Aux dernières nouvelles, il est effectivement certain que les frontières de l'humanité ne sont plus aussi assurées, ce n'est pas une raison pour s'en inquiéter outre mesure mais pour réinterroger nos catégories. C'est sûr que ce serait exaltant de se croire engagés dans un conflit hollywoodien de dimensions cosmiques où nous serions du côté des humains contre les machines, mais il faudrait se demander si on ne donne pas ainsi dans une bêtise trop humaine, en effet, à voir les déclarations récentes de quelques sommités faisant preuve d'une singulière peur de l'intelligence qui nous menacerait, fichtre ! Je croyais le contraire...
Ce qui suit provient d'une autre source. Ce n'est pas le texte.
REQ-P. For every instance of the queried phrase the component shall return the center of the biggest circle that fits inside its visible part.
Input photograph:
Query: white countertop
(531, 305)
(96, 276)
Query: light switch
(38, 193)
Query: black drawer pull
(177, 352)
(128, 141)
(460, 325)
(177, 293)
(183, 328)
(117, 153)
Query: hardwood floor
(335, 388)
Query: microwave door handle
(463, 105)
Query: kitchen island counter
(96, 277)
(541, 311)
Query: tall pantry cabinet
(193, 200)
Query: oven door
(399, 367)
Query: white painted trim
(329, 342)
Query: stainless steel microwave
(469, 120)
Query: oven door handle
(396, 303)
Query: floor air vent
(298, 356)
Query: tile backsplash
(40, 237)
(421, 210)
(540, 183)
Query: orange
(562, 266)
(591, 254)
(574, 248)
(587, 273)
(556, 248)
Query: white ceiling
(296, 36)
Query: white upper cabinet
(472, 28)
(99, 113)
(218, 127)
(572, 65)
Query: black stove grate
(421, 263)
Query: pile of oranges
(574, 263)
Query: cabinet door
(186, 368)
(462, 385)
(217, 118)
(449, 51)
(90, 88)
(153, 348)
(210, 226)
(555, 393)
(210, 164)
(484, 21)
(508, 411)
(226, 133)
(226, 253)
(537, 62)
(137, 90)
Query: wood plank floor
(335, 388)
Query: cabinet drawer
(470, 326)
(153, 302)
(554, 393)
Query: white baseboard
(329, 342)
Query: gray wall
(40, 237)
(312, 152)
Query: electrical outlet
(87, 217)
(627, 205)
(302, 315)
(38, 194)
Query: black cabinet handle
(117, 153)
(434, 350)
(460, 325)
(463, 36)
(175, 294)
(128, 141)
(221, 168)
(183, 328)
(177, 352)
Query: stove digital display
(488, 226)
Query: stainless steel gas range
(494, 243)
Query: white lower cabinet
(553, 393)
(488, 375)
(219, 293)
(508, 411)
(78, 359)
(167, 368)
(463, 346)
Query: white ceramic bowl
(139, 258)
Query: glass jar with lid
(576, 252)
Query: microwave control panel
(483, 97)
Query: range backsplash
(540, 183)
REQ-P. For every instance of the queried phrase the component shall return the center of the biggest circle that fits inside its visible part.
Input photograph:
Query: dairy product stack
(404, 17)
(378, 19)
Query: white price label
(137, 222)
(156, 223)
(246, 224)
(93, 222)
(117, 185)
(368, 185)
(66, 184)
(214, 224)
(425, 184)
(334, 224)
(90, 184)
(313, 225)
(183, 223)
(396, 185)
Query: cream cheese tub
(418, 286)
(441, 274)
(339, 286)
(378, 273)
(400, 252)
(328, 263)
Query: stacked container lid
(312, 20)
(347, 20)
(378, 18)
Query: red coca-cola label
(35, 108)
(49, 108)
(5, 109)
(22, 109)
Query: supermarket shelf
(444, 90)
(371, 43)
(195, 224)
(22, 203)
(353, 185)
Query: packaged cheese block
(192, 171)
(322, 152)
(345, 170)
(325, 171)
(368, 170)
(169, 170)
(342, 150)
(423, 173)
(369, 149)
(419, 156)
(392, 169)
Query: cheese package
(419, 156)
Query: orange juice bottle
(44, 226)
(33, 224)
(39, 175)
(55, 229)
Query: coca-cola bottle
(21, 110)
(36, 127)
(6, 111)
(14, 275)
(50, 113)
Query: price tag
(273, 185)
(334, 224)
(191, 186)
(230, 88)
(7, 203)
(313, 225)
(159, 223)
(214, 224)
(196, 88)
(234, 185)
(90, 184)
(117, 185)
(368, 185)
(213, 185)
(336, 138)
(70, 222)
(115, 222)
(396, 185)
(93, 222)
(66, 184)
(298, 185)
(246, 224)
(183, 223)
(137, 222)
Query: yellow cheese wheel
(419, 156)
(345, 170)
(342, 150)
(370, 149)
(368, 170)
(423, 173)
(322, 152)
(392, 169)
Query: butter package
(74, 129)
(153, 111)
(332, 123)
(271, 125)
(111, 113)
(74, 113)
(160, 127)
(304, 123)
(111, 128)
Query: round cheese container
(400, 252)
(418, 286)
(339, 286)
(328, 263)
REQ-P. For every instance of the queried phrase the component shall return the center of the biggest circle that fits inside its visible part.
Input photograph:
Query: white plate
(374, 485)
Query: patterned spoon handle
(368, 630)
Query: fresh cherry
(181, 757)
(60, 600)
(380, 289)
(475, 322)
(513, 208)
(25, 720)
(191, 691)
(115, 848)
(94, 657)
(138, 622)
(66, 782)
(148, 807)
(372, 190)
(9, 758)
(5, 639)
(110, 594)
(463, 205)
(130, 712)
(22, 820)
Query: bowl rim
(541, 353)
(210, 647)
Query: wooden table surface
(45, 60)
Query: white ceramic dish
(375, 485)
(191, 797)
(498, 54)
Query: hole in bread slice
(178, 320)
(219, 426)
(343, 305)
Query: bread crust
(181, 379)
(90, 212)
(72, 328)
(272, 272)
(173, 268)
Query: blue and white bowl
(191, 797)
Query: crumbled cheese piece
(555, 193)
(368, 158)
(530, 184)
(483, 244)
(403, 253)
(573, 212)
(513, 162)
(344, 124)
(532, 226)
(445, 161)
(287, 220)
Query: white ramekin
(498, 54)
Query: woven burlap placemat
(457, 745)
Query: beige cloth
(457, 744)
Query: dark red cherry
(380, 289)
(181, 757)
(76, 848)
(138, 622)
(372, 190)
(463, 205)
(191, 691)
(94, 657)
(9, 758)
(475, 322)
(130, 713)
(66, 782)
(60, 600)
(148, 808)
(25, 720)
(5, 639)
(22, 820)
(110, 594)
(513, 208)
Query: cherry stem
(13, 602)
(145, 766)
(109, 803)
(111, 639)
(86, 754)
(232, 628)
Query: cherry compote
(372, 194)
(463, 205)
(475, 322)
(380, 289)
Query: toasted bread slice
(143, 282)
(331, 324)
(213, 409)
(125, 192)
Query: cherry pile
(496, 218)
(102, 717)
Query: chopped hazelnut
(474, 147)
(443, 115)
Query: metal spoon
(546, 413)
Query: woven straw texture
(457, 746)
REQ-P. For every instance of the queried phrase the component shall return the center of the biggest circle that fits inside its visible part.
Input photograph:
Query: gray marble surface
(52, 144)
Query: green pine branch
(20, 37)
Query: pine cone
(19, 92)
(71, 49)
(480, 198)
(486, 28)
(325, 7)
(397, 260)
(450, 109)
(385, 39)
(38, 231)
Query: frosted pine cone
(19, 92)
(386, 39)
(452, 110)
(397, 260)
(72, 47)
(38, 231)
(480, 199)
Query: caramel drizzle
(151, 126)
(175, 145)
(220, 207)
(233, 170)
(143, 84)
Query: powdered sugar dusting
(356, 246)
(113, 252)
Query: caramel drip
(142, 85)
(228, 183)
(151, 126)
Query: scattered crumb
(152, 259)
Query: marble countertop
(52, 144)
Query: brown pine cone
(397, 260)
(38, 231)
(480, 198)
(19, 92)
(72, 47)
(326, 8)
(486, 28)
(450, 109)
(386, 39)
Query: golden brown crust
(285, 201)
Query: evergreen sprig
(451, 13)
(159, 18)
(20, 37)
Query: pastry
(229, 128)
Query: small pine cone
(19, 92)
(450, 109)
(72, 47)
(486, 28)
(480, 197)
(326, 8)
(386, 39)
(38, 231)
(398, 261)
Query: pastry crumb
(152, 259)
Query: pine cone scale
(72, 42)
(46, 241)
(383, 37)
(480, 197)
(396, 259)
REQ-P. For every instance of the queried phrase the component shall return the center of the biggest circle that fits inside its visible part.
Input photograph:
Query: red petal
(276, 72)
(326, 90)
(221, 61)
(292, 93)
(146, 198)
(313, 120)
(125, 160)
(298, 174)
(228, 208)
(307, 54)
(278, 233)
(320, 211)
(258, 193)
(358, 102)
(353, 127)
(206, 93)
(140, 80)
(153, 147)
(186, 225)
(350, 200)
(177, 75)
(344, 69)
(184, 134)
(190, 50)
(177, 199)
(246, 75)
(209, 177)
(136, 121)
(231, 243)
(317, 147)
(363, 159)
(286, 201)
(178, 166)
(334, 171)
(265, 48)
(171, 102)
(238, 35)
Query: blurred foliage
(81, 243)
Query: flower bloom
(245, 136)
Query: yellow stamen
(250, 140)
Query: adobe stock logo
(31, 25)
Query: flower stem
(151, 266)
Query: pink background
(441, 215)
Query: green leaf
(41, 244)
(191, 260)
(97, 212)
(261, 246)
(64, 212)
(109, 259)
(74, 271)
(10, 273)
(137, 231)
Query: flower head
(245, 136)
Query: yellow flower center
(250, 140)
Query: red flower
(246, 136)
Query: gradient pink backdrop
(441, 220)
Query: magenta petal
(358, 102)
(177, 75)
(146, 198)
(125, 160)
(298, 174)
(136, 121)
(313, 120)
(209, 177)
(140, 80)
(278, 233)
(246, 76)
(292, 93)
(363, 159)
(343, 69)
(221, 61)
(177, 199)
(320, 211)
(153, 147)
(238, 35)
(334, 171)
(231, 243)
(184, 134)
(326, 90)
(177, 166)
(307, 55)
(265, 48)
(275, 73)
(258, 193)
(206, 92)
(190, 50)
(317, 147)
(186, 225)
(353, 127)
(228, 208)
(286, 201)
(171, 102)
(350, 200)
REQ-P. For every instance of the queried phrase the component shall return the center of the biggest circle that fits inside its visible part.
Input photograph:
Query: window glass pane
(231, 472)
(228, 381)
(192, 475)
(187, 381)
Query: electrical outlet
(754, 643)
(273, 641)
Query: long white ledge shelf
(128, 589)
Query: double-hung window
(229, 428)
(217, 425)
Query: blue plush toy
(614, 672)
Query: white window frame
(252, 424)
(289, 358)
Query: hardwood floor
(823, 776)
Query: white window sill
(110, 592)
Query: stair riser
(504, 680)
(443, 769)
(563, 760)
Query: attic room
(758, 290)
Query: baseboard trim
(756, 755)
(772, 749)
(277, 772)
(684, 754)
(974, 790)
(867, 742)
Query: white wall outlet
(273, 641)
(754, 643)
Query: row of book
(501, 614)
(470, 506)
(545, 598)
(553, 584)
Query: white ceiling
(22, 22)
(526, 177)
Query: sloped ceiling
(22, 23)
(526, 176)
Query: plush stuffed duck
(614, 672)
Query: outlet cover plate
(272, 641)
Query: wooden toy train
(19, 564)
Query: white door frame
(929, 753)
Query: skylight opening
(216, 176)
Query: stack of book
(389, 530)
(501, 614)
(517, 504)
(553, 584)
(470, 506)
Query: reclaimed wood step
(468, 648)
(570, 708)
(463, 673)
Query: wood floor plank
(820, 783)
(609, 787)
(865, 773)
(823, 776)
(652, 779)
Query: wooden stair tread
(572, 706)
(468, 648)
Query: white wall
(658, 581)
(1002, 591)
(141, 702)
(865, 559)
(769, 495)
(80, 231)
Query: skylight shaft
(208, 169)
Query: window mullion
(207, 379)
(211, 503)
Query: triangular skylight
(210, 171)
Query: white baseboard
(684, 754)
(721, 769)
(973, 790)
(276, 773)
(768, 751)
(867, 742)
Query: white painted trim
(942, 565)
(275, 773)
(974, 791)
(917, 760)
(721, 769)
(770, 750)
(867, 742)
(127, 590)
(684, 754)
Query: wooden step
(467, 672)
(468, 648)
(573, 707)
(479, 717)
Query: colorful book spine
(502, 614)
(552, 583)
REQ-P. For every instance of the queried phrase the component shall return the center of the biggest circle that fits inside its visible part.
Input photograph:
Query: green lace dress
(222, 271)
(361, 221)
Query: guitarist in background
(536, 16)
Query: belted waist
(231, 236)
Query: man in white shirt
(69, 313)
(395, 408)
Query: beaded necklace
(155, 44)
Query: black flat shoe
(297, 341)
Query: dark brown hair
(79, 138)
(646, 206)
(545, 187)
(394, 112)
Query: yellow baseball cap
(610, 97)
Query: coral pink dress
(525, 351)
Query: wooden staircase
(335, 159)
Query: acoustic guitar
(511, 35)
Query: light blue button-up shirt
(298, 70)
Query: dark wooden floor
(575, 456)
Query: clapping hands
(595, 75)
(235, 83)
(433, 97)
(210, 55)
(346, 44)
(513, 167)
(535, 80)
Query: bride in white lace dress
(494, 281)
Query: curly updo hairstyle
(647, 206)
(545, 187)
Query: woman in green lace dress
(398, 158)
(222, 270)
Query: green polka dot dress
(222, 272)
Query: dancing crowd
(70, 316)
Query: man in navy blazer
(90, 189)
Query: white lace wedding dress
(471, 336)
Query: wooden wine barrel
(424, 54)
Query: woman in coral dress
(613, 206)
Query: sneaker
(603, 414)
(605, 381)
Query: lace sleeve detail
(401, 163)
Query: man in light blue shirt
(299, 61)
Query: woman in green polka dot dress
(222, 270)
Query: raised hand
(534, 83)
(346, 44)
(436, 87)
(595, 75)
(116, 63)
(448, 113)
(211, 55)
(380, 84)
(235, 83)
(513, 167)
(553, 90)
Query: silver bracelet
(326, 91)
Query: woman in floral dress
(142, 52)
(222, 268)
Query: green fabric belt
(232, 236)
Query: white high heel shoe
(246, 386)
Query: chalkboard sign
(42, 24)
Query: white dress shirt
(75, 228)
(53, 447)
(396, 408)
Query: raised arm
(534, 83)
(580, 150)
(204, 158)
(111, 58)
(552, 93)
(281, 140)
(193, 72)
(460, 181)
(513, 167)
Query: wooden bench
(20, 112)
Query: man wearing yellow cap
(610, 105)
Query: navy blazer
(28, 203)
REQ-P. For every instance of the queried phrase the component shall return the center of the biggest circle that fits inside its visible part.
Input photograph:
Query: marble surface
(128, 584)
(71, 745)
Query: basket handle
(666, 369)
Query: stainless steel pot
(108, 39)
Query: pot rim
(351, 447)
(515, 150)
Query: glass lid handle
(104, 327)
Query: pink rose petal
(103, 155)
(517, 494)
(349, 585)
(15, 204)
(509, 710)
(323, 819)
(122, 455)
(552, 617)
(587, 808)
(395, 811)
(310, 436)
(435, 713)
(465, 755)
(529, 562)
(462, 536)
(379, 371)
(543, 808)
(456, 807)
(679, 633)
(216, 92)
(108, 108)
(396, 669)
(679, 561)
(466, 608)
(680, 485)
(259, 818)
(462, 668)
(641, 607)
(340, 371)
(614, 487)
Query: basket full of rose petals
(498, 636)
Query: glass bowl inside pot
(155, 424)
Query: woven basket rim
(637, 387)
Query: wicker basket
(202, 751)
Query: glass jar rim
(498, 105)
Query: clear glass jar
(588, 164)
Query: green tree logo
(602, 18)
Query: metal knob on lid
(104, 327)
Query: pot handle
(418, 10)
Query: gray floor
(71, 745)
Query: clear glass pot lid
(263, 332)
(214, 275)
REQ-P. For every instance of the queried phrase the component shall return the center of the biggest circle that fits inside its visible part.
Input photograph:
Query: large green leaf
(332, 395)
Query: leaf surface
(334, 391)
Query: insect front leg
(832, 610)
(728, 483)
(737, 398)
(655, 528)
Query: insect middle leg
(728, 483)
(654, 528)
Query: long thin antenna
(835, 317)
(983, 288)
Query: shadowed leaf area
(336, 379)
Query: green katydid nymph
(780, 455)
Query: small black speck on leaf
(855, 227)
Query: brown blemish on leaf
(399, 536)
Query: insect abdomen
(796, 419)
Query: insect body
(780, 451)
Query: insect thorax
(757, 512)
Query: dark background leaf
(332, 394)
Tout dépend bien sûr de ce qu'on entend par intelligence. Si c'est la force brute de calcul, cela fait longtemps qu'on est distancé sans que ce soit si grave. Evidemment, plus on aura de l'esprit et de l'humanité une conception obscure et plus on lui prêtera des vertus magiques. Notre époque hypermoderne est encore pénétrée d'obscurantisme plus ou moins religieux alors que, pour Aristote, l'âme est bien liée au corps, non dans des cieux ténébreux. C'est d'ailleurs peut-être ce lien dénié au corps qui fait qu'on tient tant à ces chimères, narcissisme primaire qui valorise parfois à l'excès notre humanité comme d'essence divine qu'on a si peur de perdre et prétendue indépassable. Il n'a jamais manqué de vieilles badernes pour s'extasier sur leur sublime culture menacée d'oubli et leur irremplaçable humanisme par rapport aux nouvelles générations ignares et impies. Il ne manque pas plus de ressentiments aux imbéciles qui sont nés quelque part pour invoquer la supposée supériorité de leurs origines. On trouve aussi des crétins d'aujourd'hui qui ne veulent pas être les chimpanzés du futur, voyez quelle prétention ! Il faudrait que notre espèce arrête l'évolution pour ne pas les vexer, qu'il n'y ait rien qui nous surpasse. Ils se prennent ainsi véritablement pour les maîtres du monde et du temps, alors qu'ils ne sont rien du tout, et certainement pas aussi importants qu'ils se croient, à jouer en vain leur petit rôle dans le spectacle ! Non, vraiment, il n'y a pas tant à conserver des temps jadis, si durs aux pauvres, et tout un monde futur à découvrir qui ne dépend pas autant de nous qu'on le prétend, sur le long terme du moins, mais qui pourra être meilleur sur quelques points, cela ne devrait pas être si difficile, et fait bien partie intégrante de notre humanité qu'on le veuille ou non.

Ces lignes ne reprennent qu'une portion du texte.